SENDFILE, GETFILE, GETFILE_EW, AND MAKEHBFILE

OVERVIEW

April 19, 2002

 

INTRODUCTION

The sendfile, getfile, getfile_ew, and makehbfile programs are used to transfer files between computers running Windows NT and/or Sun Solaris. The programs run continuously, so they are appropriate for real-time applications.

The sendfile program gets files from a "queue directory", transmits the files via a socket connection, and deletes the files from the queue directory. The getfile program receives data files from sendfile via a socket connection and saves them in specified directories.
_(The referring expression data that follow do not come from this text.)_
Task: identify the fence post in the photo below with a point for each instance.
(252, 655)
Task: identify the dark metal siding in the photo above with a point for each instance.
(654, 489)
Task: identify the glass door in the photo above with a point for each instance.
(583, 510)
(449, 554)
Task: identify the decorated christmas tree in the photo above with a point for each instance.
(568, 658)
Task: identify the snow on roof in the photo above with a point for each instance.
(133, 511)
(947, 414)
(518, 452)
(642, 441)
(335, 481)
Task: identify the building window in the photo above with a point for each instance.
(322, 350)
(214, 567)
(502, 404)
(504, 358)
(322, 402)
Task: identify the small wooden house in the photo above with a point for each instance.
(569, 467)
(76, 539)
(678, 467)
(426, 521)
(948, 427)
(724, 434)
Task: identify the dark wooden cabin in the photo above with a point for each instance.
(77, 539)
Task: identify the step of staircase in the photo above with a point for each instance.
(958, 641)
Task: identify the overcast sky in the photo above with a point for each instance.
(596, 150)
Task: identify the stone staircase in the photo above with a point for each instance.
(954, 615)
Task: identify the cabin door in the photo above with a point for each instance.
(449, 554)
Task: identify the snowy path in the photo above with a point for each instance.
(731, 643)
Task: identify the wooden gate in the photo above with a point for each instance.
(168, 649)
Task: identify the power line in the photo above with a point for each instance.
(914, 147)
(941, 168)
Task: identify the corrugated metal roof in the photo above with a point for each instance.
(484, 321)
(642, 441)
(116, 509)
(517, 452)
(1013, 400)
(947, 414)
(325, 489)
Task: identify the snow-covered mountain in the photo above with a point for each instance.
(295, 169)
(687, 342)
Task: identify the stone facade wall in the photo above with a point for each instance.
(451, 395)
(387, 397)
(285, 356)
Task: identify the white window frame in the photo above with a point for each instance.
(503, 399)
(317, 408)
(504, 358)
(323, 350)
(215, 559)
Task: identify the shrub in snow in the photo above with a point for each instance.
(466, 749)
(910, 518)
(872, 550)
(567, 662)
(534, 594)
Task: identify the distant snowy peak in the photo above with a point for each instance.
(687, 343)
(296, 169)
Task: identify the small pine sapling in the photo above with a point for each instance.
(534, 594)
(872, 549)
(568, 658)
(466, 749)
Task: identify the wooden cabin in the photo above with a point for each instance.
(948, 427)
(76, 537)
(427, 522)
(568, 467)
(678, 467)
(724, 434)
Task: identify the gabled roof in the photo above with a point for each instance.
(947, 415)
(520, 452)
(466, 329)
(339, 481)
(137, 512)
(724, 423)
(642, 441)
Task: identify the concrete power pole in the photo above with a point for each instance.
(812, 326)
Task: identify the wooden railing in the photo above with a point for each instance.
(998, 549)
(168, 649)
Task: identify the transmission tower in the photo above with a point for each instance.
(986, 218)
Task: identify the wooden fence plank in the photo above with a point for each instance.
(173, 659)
The makehbfile program periodically places a "heartbeat file" in the queue directory used by sendfile.

If the network connection between computers is down, for any reason, files will accumulate in sendfile's queue directory until the network comes back up. Then, all files will be sent immediately.

One getfile process can accept files from any number of sendfile processes running on different computers.

NOTE: Getfile, sendfile, and makehbfile are standalone programs which were developed by Will Kohler at USGS, Menlo Park. Getfile_ew took the getfile program and enhanced it to optionally run as an Earthworm module.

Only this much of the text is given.